← Back

2024 Reflections

Jan 4, 2025
Sliding Image

2024 was unreal. Met some amazing people, including my girlfriend. Relationships felt different—like my personal and professional lives were finally starting to converge. For the longest time, I kept those worlds siloed on purpose, but maybe they don't need to be. Time will tell if it'll drift back to how they were, but for now, things are fine.

Life has shifted dramatically since summer, and it's remarkable how quickly we adapt to new realities—to the point where our old lifestyle becomes almost unrecognizable. I've grown considerably, or at least I'd like to think so. I didn't know how I wanted to write this. At first I considered listing my accomplishments, but that felt unnatural and unlike me. Rather, I want to share some meaningful reflections from this year.

1. Follow your own path. Trust your gut.

This past year, I've crossed paths with some incredibly smart people—many my age or even younger—doing what feels like the impossible. I'm proud of them, no doubt, but it's hard not to feel a step behind sometimes. Urgency and insecurity have a way of creeping in like that.

But conversations helped me realize that everyone has their thing—some shine in engineering, some in art, some in writing. As for me, I’m still figuring it out. Maybe I’m a generalist, decent at a few things, but one thing I do know for sure: I’m exceptional at building strong relationships. What excites me isn’t always what excites others—that’s been a lesson of its own. We’re all wired differently, and that’s more than okay. The key is to trust your wiring and let it spark in its own way.

Probably a bit of the Dunning-Kruger effect mixed in there too.

2. Always give more than you take.

It sounds obvious, but looking back, all the best relationships I've built this year started with some kind of giving. And what's funny is how often that giving loops back around in ways I never expected—leading to opportunities that never would've crossed my path otherwise. Give for the sake of giving. Give for the sake of giving.

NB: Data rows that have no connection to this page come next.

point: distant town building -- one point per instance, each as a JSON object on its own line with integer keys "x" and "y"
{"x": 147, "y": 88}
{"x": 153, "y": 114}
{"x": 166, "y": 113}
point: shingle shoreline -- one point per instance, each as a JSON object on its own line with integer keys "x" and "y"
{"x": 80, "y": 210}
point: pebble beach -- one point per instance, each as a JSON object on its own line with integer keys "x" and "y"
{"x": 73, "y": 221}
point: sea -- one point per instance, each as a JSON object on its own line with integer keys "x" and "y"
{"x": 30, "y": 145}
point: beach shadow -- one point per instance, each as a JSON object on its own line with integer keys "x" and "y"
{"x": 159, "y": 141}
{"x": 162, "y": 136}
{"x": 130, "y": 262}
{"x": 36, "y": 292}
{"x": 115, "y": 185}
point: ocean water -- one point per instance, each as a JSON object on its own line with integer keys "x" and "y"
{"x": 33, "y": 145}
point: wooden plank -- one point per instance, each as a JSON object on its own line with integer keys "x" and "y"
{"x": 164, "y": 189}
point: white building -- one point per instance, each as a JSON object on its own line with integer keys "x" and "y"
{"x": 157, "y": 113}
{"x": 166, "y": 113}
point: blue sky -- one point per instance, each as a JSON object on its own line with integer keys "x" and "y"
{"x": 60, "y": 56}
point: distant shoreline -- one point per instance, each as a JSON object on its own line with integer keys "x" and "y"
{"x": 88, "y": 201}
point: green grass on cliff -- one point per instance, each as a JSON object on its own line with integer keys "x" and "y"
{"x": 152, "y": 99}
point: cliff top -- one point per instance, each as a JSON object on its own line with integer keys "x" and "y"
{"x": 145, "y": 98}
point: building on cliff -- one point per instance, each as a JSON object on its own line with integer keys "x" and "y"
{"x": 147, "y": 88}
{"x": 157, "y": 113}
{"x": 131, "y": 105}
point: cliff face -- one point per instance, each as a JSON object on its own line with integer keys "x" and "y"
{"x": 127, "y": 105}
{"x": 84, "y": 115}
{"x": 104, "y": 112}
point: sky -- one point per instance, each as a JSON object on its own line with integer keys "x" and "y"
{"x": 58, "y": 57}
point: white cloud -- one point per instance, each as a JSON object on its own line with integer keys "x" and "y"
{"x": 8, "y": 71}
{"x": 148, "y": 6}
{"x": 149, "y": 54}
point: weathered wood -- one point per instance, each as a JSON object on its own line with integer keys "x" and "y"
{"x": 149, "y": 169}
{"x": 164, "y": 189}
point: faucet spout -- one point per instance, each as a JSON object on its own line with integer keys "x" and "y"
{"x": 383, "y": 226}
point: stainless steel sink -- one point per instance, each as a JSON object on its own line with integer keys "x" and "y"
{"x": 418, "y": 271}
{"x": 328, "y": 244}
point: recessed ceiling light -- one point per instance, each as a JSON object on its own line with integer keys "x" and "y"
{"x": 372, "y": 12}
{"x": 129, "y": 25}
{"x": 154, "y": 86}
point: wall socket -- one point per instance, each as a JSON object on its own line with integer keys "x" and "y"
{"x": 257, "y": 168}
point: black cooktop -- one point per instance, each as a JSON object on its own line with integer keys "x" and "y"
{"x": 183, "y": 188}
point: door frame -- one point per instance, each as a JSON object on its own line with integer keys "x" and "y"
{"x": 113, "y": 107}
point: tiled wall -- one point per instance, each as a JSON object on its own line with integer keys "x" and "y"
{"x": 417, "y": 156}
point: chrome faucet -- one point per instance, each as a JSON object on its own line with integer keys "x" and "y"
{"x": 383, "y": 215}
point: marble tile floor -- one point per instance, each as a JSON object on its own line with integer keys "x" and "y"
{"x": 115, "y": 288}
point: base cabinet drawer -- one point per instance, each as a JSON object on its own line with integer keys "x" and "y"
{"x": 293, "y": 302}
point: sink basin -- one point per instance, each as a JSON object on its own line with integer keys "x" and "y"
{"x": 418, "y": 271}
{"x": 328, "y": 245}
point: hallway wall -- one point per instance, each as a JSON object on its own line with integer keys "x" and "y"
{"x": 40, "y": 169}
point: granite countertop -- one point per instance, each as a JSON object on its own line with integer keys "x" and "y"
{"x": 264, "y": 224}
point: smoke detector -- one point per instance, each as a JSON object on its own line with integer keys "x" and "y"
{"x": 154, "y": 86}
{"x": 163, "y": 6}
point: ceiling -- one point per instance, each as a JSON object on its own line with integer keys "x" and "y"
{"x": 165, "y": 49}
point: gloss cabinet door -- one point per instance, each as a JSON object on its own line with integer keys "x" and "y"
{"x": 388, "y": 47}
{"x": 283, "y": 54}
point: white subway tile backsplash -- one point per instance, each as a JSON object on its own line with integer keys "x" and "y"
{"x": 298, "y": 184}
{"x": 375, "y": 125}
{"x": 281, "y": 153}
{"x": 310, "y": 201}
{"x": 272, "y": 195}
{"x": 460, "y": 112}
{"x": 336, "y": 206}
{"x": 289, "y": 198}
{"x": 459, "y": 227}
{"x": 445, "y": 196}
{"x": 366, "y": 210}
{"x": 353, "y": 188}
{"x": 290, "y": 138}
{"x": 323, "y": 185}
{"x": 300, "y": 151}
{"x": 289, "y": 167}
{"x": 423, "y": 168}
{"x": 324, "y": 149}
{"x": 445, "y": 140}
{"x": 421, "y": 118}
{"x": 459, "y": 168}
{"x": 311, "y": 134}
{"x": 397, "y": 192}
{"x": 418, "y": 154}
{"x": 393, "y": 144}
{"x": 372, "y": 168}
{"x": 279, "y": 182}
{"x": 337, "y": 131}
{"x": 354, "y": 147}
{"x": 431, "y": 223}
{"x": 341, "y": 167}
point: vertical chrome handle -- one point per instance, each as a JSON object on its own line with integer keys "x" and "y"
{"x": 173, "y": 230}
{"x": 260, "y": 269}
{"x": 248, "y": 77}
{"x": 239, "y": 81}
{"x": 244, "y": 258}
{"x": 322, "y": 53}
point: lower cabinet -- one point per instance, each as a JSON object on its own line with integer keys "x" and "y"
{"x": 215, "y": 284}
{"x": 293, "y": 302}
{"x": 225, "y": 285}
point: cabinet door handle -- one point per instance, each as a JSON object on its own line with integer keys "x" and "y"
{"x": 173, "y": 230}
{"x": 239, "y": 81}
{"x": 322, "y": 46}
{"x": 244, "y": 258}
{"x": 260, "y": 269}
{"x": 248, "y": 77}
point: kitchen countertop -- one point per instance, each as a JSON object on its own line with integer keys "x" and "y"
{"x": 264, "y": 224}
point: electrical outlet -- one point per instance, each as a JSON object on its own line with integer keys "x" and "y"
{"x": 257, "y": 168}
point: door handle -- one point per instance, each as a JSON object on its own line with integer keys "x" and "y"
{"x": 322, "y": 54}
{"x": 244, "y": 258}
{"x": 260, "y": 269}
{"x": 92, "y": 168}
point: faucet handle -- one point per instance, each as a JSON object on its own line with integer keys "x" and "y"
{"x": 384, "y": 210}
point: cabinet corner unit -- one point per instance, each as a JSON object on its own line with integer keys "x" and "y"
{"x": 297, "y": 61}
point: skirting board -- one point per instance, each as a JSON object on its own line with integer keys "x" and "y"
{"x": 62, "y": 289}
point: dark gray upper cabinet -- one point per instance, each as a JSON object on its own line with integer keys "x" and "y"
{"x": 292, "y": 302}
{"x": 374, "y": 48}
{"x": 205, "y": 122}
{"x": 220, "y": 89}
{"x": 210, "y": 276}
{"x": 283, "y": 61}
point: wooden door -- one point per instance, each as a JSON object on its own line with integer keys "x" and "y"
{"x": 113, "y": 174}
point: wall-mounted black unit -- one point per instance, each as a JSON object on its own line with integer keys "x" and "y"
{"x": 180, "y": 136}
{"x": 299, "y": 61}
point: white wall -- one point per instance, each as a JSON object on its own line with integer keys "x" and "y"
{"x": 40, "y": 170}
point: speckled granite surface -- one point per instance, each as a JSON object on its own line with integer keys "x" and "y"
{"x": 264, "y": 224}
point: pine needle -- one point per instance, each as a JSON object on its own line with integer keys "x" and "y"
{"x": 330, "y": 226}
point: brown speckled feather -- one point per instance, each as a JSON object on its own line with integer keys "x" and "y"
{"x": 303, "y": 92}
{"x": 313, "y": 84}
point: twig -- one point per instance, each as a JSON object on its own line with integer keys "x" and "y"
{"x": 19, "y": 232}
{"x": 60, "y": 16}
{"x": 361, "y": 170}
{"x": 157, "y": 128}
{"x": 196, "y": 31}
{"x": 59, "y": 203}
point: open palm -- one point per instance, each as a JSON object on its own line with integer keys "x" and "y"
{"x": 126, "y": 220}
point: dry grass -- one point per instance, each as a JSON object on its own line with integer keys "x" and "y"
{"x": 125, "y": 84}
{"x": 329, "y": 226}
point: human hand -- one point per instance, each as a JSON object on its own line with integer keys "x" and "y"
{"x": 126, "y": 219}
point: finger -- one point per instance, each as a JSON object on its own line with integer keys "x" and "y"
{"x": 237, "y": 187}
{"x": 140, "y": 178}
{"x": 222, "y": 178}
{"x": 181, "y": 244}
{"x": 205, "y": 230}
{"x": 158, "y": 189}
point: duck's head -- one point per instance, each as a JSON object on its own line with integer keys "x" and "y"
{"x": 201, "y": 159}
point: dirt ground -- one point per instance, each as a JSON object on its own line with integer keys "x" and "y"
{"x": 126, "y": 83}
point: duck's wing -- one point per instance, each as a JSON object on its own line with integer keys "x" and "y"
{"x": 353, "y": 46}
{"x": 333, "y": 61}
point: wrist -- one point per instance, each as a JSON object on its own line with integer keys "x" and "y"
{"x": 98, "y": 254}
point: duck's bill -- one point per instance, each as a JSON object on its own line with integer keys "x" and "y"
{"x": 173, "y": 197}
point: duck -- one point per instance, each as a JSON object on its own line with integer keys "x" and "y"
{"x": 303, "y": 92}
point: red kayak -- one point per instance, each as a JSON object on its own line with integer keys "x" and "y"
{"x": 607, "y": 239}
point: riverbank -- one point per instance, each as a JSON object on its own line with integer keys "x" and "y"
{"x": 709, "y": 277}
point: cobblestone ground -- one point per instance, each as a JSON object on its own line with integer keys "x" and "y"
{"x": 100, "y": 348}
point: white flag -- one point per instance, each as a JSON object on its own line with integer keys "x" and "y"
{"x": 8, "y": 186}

3. Creativity as a lever for holistic growth.

Whenever people ask what my hobbies are, I never have a good answer. But when I think about the people I admire most, they're always creative in some fashion be it writing, philosophy, or storytelling. Sure, there's a cultural obsession with logical thinking—math, physics, and biology—but creative thinking is what drives movement across the board. Distribution, design, problem-solving, even engineering—it all feels rooted in the ability to think abstractly.

I keep coming back to this Patrick Collison quote: "One of the main things you should try to achieve by age 20 is some sense for which kinds of things you enjoy doing." Although I'm past that age, that's exactly why I started writing—it's a late but intentional pursuit of creativity and hopefully an answer to that question. I'm genuinely excited for the year. 2025 will be real.